Was going to post last night as a wind down from a shift at the pub but as it turned out I crashed about 20 mins after coming home. Busy last few days with a pub shift on thursday evening followed by a fishing day on Friday and another shift last night. The M.O.D. are still up doing trials on the range and I had the Merlin helicopter fly over me a few times on Friday. Although fishermen are not the navy’s best friends we co-exist quite happily. I really do not understand the logic of nuclear submarines, especially the bit about spending huge amounts of money on something you cannot use, I enjoy the unintended consequences of a better fishing around the range. This is basically an MPA (marine protected area) which most fishermen are against. There is an area where there are 17 hydrophones set up on the seabed with cables running from them to the Sand building where the operations are directed. This is closed off to all types of fishing with a surrounding no trawl area and the fishing does appear to be a bit better although it is still too heavily fished.

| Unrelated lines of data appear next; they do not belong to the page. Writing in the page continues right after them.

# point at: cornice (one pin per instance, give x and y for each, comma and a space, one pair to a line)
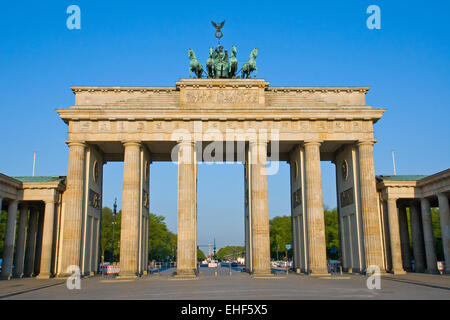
80, 89
185, 114
319, 89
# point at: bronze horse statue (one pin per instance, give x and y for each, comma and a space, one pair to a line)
194, 65
233, 63
250, 65
210, 64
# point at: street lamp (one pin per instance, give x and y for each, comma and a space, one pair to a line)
113, 224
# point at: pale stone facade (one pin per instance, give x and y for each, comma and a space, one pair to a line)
39, 201
243, 120
419, 193
117, 121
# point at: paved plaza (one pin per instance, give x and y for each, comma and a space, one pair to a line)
238, 286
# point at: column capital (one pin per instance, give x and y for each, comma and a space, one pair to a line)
441, 194
23, 205
131, 143
365, 142
312, 143
14, 201
72, 143
183, 142
257, 143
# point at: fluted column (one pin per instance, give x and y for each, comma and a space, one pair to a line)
10, 237
430, 252
30, 250
259, 208
444, 214
404, 238
370, 218
394, 233
20, 246
417, 239
47, 240
186, 241
314, 210
73, 216
129, 235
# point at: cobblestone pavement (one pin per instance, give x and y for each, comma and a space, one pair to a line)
237, 286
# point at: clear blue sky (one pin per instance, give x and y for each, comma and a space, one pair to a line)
301, 43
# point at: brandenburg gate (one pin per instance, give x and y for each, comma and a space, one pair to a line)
243, 120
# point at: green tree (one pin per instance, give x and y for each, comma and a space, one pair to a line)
200, 255
230, 252
280, 236
162, 243
106, 234
332, 233
3, 218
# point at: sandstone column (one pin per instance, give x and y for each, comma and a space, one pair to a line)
417, 239
394, 233
20, 246
404, 238
314, 210
10, 237
129, 234
370, 218
444, 214
259, 208
428, 237
73, 216
30, 251
47, 240
40, 234
186, 244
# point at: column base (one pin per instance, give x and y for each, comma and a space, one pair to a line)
126, 276
432, 271
318, 272
398, 272
263, 275
185, 274
6, 277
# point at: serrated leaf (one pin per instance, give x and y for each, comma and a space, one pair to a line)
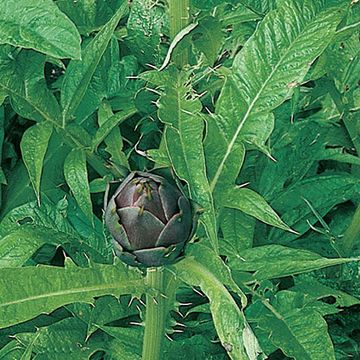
183, 139
238, 231
22, 78
76, 176
80, 72
208, 38
39, 25
30, 291
202, 267
111, 123
253, 204
294, 326
34, 144
89, 16
273, 261
64, 339
261, 83
314, 289
296, 212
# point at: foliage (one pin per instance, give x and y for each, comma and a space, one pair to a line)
253, 109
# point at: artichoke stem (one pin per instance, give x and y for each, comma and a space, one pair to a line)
156, 313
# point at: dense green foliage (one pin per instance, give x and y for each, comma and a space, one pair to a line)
252, 106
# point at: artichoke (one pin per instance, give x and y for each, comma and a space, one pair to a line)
150, 220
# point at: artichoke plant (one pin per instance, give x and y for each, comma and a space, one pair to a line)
150, 220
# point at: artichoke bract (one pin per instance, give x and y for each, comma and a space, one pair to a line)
150, 220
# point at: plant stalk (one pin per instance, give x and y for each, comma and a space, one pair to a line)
155, 317
179, 19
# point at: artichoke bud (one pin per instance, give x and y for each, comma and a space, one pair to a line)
150, 220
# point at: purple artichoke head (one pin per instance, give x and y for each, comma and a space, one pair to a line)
150, 220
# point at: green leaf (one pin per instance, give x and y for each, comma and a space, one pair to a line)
261, 83
114, 142
30, 291
273, 261
18, 246
79, 73
208, 38
238, 231
89, 16
251, 203
34, 144
39, 25
296, 212
314, 289
202, 267
64, 339
111, 123
76, 176
294, 326
179, 108
22, 78
260, 6
145, 37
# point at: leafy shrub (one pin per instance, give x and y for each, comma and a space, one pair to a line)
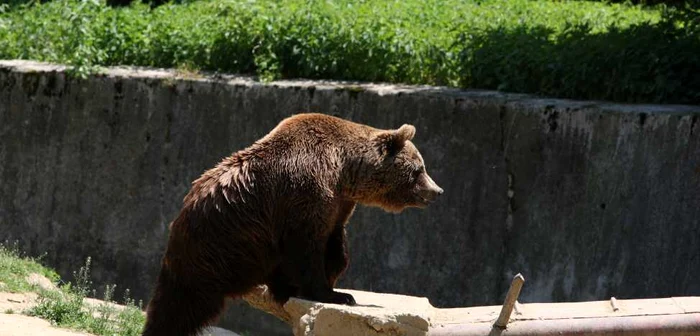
583, 50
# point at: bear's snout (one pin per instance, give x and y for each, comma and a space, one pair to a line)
429, 190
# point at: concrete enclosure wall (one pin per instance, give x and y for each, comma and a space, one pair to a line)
587, 200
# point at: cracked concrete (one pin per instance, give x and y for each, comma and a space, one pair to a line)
598, 193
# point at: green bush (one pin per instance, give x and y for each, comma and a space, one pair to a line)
575, 49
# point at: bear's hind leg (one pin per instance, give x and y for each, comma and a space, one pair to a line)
181, 310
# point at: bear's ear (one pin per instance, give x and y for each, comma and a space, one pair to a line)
393, 141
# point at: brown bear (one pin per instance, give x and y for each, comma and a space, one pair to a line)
275, 214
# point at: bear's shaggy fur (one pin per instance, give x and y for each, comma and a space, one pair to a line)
275, 214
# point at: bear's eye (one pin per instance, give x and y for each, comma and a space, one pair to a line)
416, 172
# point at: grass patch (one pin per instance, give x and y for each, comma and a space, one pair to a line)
66, 307
15, 268
572, 49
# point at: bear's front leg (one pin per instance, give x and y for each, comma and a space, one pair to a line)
309, 259
336, 254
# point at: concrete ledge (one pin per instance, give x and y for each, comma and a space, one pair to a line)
389, 314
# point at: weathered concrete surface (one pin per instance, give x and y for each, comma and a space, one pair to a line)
389, 314
587, 200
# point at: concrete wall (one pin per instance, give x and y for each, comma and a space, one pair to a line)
587, 200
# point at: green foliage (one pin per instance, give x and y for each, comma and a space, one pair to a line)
576, 49
66, 307
15, 267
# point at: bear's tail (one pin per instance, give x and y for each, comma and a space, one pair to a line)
177, 309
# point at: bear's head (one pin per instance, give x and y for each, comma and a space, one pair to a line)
395, 177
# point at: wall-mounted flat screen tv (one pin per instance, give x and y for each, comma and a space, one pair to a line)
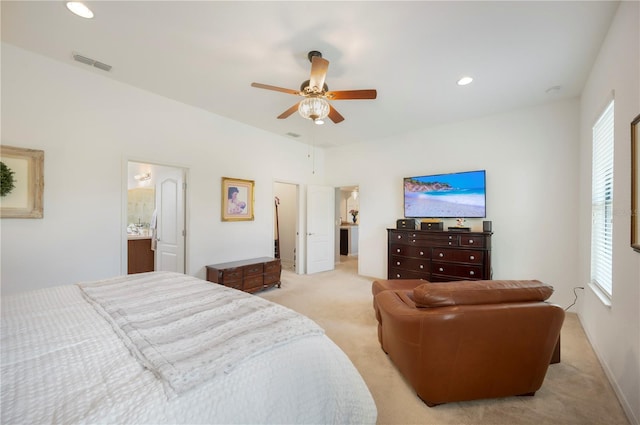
453, 195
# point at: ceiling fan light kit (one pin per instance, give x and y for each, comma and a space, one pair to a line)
314, 108
315, 105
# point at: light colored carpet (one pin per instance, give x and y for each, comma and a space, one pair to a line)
575, 391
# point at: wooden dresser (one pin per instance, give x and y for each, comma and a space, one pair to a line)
247, 275
438, 256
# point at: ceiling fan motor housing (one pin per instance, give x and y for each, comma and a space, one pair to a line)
304, 87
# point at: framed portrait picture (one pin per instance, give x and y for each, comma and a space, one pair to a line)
237, 199
635, 183
22, 182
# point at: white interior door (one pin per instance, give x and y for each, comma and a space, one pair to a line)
320, 228
170, 223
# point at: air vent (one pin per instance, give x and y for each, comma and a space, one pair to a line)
91, 62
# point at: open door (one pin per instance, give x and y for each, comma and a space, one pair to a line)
320, 228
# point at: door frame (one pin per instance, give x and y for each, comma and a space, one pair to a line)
301, 256
123, 213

It was a difficult day fishing but we did catch a few prawns despite a hydraulic pipe burst and a seized connection. I had to go into a bit of shelter to free it before carrying on hauling. Good result in that Hamish got his squats in sweet chilli sauce. I get far more pleasure seeing the seafood caught off Applecross and eaten locally. Although sometimes you get more money sending your products round the world I do not think this is sustainable in our unbalanced carbon world.

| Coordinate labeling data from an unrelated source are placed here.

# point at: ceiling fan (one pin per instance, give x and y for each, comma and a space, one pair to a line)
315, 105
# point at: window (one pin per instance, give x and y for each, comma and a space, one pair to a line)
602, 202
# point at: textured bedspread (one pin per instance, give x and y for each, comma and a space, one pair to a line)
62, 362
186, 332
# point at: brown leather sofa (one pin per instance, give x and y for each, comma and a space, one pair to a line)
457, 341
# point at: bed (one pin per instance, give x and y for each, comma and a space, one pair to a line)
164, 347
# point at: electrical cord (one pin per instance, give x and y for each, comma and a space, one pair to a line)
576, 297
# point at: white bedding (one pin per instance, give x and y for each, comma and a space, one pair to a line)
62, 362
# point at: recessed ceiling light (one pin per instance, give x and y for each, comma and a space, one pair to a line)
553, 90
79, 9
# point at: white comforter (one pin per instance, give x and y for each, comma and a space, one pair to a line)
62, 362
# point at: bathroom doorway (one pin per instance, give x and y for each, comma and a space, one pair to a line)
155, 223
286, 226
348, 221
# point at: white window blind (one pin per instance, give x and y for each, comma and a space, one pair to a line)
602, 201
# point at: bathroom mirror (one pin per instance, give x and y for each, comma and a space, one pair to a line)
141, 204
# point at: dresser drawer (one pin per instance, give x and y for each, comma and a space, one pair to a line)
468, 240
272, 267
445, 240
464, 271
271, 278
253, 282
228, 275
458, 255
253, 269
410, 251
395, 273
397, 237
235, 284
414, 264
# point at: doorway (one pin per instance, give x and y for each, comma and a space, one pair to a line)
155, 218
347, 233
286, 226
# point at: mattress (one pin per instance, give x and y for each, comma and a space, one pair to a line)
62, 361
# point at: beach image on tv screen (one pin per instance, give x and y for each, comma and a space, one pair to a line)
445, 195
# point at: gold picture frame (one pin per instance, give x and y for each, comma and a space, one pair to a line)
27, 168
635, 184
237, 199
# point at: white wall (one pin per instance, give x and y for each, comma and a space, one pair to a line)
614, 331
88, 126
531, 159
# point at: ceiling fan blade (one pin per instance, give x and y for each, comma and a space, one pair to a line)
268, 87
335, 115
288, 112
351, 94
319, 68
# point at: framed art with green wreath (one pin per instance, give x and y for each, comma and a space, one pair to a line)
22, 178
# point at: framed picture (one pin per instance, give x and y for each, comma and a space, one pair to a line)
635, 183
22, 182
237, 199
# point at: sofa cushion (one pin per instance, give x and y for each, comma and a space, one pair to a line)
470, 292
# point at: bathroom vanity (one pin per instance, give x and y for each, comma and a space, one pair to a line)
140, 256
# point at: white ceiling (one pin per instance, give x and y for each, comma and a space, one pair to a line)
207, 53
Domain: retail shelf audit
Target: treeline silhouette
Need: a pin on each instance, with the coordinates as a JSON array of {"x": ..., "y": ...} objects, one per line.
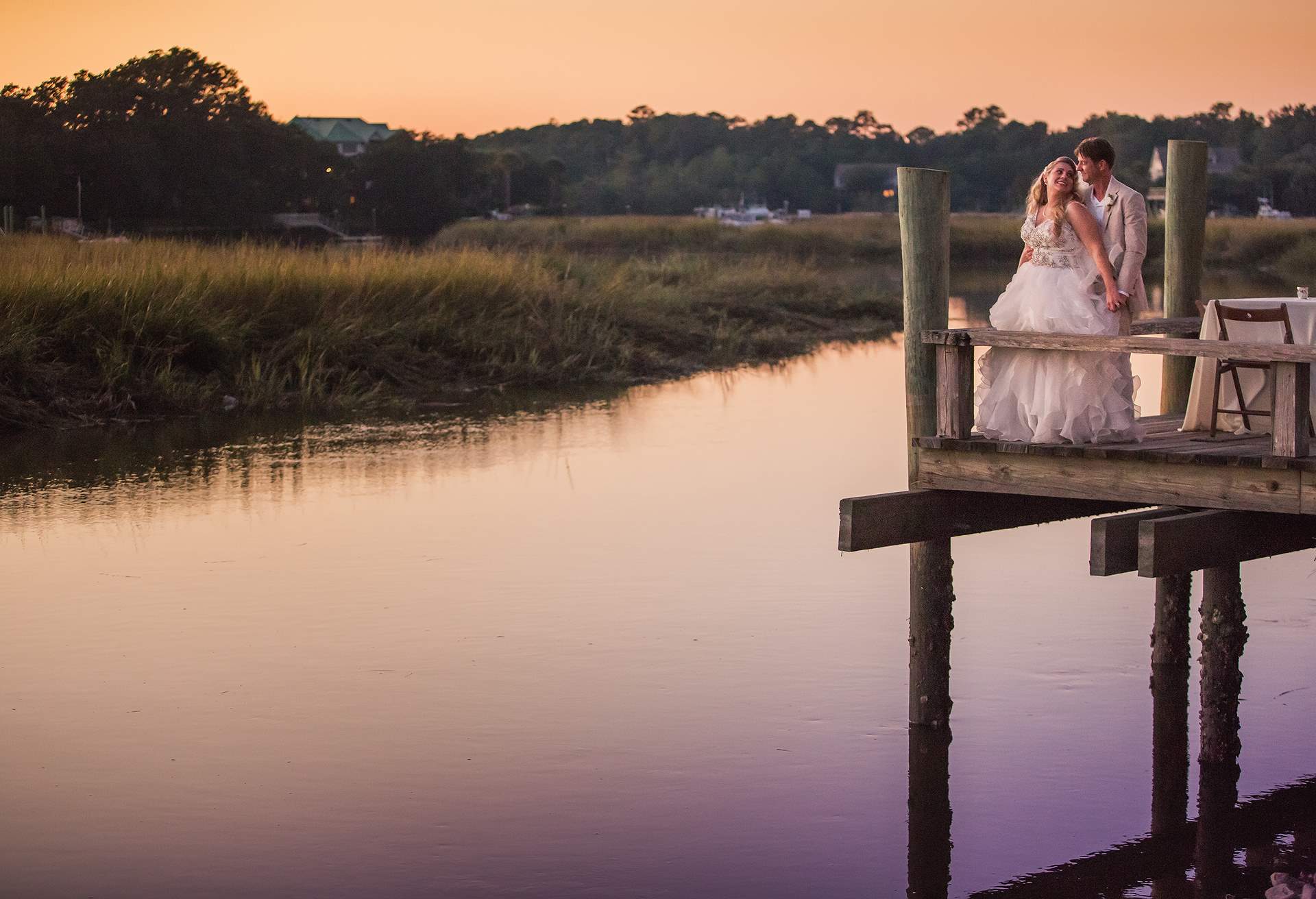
[{"x": 173, "y": 141}]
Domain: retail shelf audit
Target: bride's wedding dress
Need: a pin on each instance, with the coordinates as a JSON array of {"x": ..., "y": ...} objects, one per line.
[{"x": 1056, "y": 397}]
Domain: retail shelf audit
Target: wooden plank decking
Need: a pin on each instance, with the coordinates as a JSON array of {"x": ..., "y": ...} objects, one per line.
[
  {"x": 1169, "y": 467},
  {"x": 1164, "y": 443}
]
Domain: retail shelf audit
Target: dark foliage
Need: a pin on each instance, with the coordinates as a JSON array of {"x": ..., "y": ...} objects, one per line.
[{"x": 174, "y": 140}]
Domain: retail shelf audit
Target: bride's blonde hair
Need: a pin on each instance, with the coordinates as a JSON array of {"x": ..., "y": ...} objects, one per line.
[{"x": 1037, "y": 194}]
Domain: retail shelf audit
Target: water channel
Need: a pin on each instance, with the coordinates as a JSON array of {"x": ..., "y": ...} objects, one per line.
[{"x": 599, "y": 647}]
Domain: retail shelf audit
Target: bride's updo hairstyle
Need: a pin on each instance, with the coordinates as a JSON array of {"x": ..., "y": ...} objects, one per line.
[{"x": 1037, "y": 194}]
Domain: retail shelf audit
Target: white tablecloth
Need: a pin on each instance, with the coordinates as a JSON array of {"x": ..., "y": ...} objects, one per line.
[{"x": 1256, "y": 383}]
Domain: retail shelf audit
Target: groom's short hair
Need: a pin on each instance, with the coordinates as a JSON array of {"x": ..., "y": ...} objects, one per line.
[{"x": 1097, "y": 149}]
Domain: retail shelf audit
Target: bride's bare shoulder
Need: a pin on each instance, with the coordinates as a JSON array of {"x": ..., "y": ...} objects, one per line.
[{"x": 1075, "y": 208}]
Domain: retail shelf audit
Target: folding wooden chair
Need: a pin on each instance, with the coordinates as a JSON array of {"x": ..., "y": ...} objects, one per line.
[{"x": 1270, "y": 314}]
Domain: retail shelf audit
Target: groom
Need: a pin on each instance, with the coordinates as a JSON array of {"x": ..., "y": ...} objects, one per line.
[{"x": 1123, "y": 216}]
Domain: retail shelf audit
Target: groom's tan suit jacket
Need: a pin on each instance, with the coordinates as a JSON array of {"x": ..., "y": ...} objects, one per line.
[{"x": 1125, "y": 236}]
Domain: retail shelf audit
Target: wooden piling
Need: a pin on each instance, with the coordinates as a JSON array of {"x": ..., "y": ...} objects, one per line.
[
  {"x": 924, "y": 201},
  {"x": 925, "y": 267},
  {"x": 1169, "y": 766},
  {"x": 1184, "y": 237},
  {"x": 1213, "y": 859},
  {"x": 1223, "y": 637},
  {"x": 1170, "y": 628},
  {"x": 929, "y": 814}
]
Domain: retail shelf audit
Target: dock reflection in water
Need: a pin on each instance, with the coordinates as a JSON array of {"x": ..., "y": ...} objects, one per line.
[{"x": 594, "y": 649}]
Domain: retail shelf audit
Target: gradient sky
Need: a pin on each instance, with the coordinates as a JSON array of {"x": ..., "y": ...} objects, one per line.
[{"x": 472, "y": 67}]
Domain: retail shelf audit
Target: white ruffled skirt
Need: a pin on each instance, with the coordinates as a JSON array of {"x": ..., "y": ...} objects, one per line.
[{"x": 1054, "y": 397}]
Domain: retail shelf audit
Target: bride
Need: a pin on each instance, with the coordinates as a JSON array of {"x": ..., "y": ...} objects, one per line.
[{"x": 1056, "y": 397}]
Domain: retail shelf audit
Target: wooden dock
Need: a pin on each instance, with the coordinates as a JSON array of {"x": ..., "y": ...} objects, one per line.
[{"x": 1171, "y": 506}]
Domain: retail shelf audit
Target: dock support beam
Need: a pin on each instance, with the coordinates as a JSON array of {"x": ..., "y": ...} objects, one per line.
[
  {"x": 924, "y": 200},
  {"x": 1184, "y": 237}
]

Good shift to work last night, Kenny and Dave were on the cookers last night and the food, as ever, was spectacular. There is food being served at the Inn for pub food prices where, if you were in Edinburgh for example, you would be paying double for less. The competition was the theme of the night as a group of five turned up looking for accommodation. The Inn was full but they went to the campsite and booked one of the cabins. When they came back down for something to eat I picked up on an accent and told them about the staff competition where we have guessed how many countries come to the Inn over the year. To cut to the chase it turned out that Uruguay, Japan, Latvia, Poland, and Israel were the make up of the group. It is quite amazing that in the beginning of March there have been people from 22 different countries already visited.

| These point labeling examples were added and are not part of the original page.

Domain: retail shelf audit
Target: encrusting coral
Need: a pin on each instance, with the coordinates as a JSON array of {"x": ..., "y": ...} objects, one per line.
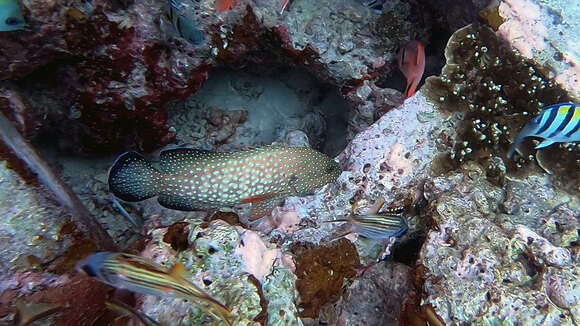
[{"x": 495, "y": 92}]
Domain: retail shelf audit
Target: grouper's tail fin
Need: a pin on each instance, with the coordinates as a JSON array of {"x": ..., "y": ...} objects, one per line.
[{"x": 132, "y": 178}]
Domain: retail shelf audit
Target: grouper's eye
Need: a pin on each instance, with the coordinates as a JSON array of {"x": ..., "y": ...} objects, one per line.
[{"x": 89, "y": 270}]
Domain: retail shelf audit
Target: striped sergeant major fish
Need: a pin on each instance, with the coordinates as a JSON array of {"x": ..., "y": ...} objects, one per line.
[
  {"x": 183, "y": 22},
  {"x": 189, "y": 179},
  {"x": 134, "y": 273},
  {"x": 558, "y": 123}
]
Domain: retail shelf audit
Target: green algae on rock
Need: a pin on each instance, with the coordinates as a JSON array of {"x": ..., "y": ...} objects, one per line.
[
  {"x": 507, "y": 250},
  {"x": 213, "y": 262},
  {"x": 494, "y": 92}
]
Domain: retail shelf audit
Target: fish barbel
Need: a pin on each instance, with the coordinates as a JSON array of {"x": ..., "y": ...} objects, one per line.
[
  {"x": 134, "y": 273},
  {"x": 189, "y": 179}
]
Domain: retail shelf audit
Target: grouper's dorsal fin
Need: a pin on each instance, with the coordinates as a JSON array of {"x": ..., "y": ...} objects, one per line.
[{"x": 176, "y": 160}]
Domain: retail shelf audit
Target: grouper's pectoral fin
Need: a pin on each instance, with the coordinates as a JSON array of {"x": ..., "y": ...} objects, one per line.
[{"x": 261, "y": 205}]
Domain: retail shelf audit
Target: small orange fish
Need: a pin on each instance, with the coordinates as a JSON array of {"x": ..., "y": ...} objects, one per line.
[
  {"x": 223, "y": 5},
  {"x": 412, "y": 64}
]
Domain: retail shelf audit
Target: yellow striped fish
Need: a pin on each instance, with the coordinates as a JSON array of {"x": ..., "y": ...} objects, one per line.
[
  {"x": 558, "y": 123},
  {"x": 189, "y": 179},
  {"x": 125, "y": 271},
  {"x": 377, "y": 227}
]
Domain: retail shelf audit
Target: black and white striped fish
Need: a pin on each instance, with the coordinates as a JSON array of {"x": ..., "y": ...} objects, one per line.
[{"x": 558, "y": 123}]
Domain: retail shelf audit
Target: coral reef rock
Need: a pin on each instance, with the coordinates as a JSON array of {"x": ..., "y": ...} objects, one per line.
[
  {"x": 543, "y": 30},
  {"x": 501, "y": 256}
]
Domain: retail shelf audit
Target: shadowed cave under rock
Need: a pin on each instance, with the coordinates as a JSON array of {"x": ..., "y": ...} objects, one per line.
[{"x": 238, "y": 109}]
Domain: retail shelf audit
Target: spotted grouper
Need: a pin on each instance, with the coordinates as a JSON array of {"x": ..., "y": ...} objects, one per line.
[{"x": 189, "y": 179}]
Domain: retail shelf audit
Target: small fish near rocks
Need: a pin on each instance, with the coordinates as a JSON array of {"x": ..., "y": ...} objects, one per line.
[
  {"x": 190, "y": 179},
  {"x": 558, "y": 123}
]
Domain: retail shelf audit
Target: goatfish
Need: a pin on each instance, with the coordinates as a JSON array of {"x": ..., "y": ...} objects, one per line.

While walking the Dougal family yesterday morning you look around and see so much unused potential for people to live and work here. Before I came out I was emailed George Mombiot’s take on the Gamekeeper’s report on employment and sundries connected to the red deer of Scotland. He points out that in the whole county of Sutherland there are only 112 people employed with an income generated of 1.6 million pounds. He suggests it is difficult to find such an under used land mass anywhere else in the world. I have always believed that mono-cultures are really bad for a diverse environment and we seem to be surrounded by them whether it be sheep or deer overgrazing on land or the prawn trawling industry at sea. On land the bio-diversity has already disappeared where even the peat bogs are being degraded. There are signs this may be changing but it has to change with the people in mind. It does not have to be an either or. After living properly we are a part of the environment. Some institutions tend to forget this. We receive a regular email on Fridays from Laurence who is part of Senscot. He is working in a very optimist field, that of social enterprise, but holds a pessimistic view on life. He basically views the system we live in as broken and he often wonders what will emerge. Opinions are just that but I tend to agree with him and that is why working with The Community Company is so fulfilling. I think this is the way ahead to arrest the decline of the past few decades, at least locally. A vibrant community is the answer to many of our day-to-day difficulties.